Fifteen months before the American Civil War commenced with the shelling of Fort Sumter in April 1861, one of the most memorable events in the history of the abolitionist movement in the United States took place—the execution by hanging of John Brown on this day, December 2, 1859. Brown had been an outspoken advocate for the emancipation of enslaved African-Americans everywhere, and for the abolition of slavery. His position—and those of other abolitionists—ran counter to future-President Abraham Lincoln’s carefully-calibrated presidential campaign position that slavery might be preserved in the Southern states, but prohibited everywhere else. Some historians argue that Brown’s tactics were those of a martyr in the making—crazy, perhaps– yet none can argue that his ultimate goal of freeing the slaves wasn’t a noble one. 

John Brown was born in May 1800 to Owen and Ruth Brown, “Northerners” then living in Connecticut, both of whom were descendants of Revolutionary War patriot ancestors. In the small world department, when the Browns moved to Ohio in 1805, the family became friends with Jesse Grant, whose son Ulysses would go on to become the Commander-in-Chief of the Union Army, and later President of the United States. At the time, Ohio was a pro-abolition state, and Owen Brown himself was a staunch abolitionist. John Brown also was schooled by an abolitionist teacher. It was in this environment that John Brown developed his own views on the institution of slavery.  After a brief sojourn to New England to attend college (he never graduated), Brown returned to Ohio, where he married Dianthe Lusk in 1820; they had seven children before Dianthe died in 1832. He remarried the following year to Mary Ann Day, with  whom he had another 13 children (!!). 

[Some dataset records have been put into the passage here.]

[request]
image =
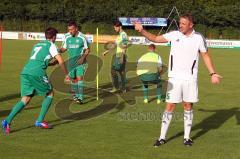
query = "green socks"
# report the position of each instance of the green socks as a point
(145, 91)
(159, 91)
(79, 93)
(45, 106)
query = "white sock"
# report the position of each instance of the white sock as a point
(166, 119)
(188, 118)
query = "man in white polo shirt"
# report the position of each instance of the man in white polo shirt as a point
(186, 45)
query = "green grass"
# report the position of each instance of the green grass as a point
(120, 126)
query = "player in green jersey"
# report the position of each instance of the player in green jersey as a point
(119, 59)
(149, 68)
(77, 46)
(34, 80)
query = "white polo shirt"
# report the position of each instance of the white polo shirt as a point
(184, 54)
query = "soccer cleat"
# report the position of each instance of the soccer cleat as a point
(75, 98)
(124, 90)
(145, 101)
(79, 101)
(188, 142)
(158, 101)
(6, 127)
(43, 125)
(160, 142)
(114, 90)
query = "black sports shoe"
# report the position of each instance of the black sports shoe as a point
(187, 142)
(79, 101)
(160, 142)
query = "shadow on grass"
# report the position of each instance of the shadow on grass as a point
(214, 121)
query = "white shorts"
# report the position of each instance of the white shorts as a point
(181, 90)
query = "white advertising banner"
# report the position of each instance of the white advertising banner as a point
(137, 40)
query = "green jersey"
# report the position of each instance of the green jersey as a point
(75, 46)
(40, 56)
(149, 63)
(122, 40)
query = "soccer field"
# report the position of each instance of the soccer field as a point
(120, 125)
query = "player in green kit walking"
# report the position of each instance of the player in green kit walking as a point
(149, 68)
(119, 59)
(77, 46)
(34, 80)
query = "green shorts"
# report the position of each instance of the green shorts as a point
(34, 85)
(78, 71)
(117, 65)
(151, 78)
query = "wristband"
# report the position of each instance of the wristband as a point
(213, 74)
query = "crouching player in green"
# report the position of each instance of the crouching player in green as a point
(149, 68)
(119, 59)
(34, 80)
(76, 44)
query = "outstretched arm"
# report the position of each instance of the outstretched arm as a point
(215, 78)
(61, 63)
(149, 36)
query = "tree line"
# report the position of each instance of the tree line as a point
(213, 18)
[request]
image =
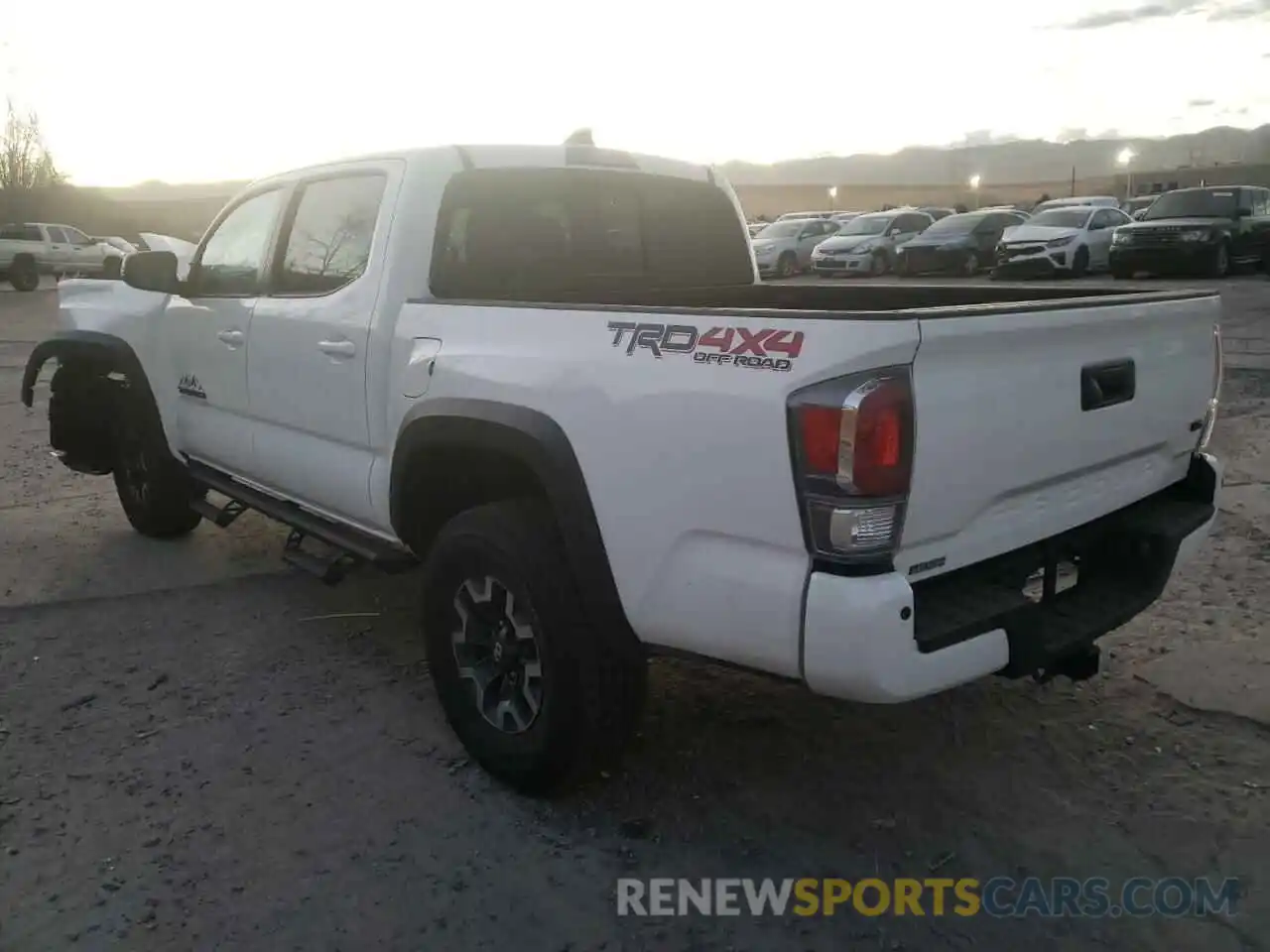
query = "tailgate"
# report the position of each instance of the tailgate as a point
(1038, 420)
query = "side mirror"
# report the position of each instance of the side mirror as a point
(151, 271)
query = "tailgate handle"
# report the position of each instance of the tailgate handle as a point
(1107, 384)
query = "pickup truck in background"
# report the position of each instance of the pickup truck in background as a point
(32, 249)
(552, 376)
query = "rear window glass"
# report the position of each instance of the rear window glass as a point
(529, 234)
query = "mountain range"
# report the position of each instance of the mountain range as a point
(1012, 162)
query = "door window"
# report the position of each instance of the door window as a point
(327, 244)
(232, 261)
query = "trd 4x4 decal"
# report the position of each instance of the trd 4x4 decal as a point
(763, 349)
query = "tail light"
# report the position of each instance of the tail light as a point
(852, 440)
(1206, 433)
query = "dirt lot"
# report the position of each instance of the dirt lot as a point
(195, 756)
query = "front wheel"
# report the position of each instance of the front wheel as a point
(539, 694)
(1220, 264)
(1080, 263)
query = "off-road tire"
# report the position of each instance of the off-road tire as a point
(23, 275)
(154, 488)
(593, 676)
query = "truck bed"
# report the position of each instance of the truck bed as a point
(849, 301)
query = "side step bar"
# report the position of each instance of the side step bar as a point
(349, 543)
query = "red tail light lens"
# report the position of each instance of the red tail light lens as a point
(852, 461)
(861, 439)
(881, 424)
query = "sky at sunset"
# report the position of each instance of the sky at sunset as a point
(231, 90)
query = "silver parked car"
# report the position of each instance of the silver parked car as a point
(866, 244)
(784, 248)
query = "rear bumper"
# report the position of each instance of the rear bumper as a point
(884, 642)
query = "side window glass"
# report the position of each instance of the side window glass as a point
(329, 241)
(234, 257)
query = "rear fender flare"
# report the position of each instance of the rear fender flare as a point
(538, 442)
(105, 350)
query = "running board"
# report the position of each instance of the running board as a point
(349, 543)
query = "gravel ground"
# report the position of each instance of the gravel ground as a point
(194, 754)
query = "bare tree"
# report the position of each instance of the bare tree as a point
(24, 159)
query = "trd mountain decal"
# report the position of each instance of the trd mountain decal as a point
(190, 386)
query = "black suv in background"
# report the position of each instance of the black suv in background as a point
(1206, 230)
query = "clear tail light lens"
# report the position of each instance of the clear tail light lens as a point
(852, 440)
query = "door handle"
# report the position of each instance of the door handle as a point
(1107, 384)
(336, 348)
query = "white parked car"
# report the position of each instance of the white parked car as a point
(784, 248)
(1092, 200)
(1069, 240)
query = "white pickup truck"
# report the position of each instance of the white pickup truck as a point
(552, 376)
(32, 249)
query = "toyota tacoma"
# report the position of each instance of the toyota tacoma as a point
(552, 376)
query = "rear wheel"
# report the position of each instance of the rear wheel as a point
(539, 694)
(23, 275)
(154, 489)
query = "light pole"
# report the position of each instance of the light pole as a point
(1125, 158)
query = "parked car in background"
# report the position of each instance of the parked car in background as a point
(784, 248)
(1135, 207)
(1082, 200)
(121, 245)
(794, 216)
(964, 244)
(866, 244)
(1067, 240)
(32, 249)
(1206, 230)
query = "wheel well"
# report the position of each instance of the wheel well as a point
(444, 480)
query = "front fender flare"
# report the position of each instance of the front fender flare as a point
(105, 349)
(540, 443)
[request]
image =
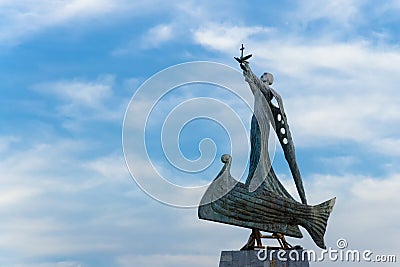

Brown’s anti-slavery activism began in earnest when he moved to Pennsylvania in 1825. There, he became part of the Underground Railroad, helping escaped slaves coming North from Virginia. Over the next decade, he formed close relationships with other leading abolitionists, while earning a living in various business pursuits. He also held several civil service posts to which he had been appointed by Presidents John Quincy Adams and Andrew Jackson.  Brown and his family returned to Ohio in 1836, where he became more militant in his abolitionist views, while falling into debt and declaring bankruptcy in 1842. His involvement in the abolitionist movement accelerated when he moved to Massachusetts in 1846, and during the next 12 years, he became an increasingly vocal advocate for the violent overthrow of the institutions of slavery. It was during this period that the U.S. Congress enacted several laws intended to appease Southern slave states, such as the Fugitive Slave Act of 1850, which further inflamed Brown’s thinking that only armed insurrection would overcome America’s tolerance of slavery. Perhaps aware that his actions might some day lead to his own death, he bought a home in North Elba, New York where he deposited his family while he continued to pursue his anti-slavery activities in other parts of the country.  It was at his New York home that Brown was buried following his execution in December 1859; today it is a National Historic Landmark. 

The last years of Brown’s life were spent in various violent conflicts over slavery, including his participation in the Pottawatomie Massacre of 1856, part of the deadly years of open warfare in Kansas that became known as the “Bleeding Kansas” years— essentially a local civil war fought over the hotly-contested issue of whether the Kansas Territory could become a slave state (a possibility signaled by the earlier Kansas-Nebraska Act of 1854, by which Congress authorized the people of Kansas to decide whether they wanted slavery or not). All of this culminated in Brown’s history-making attack on Harper’s Ferry on October 16-18, 1859. Brown and his men had intended to seize the armory there, and free all the slaves. But the plan was botched, and Brown and his men were trapped in a nearby engine house. When given the chance to surrender to a company of U.S. Marines who surrounded him, Brown famously said “no, I prefer to die here.”  That did not happen. Instead he was captured, put on trial, and quickly found guilty of treason on November 2, 1859. He was hanged exactly one month later, on December 2, 1859. His last words, written but not spoken, were prophetic:

“I, John Brown, am now quite certain that the crimes of this guilty land will never be purged away but with blood. I had, as I now think, vainly flattered myself that without much bloodshed it might be done.”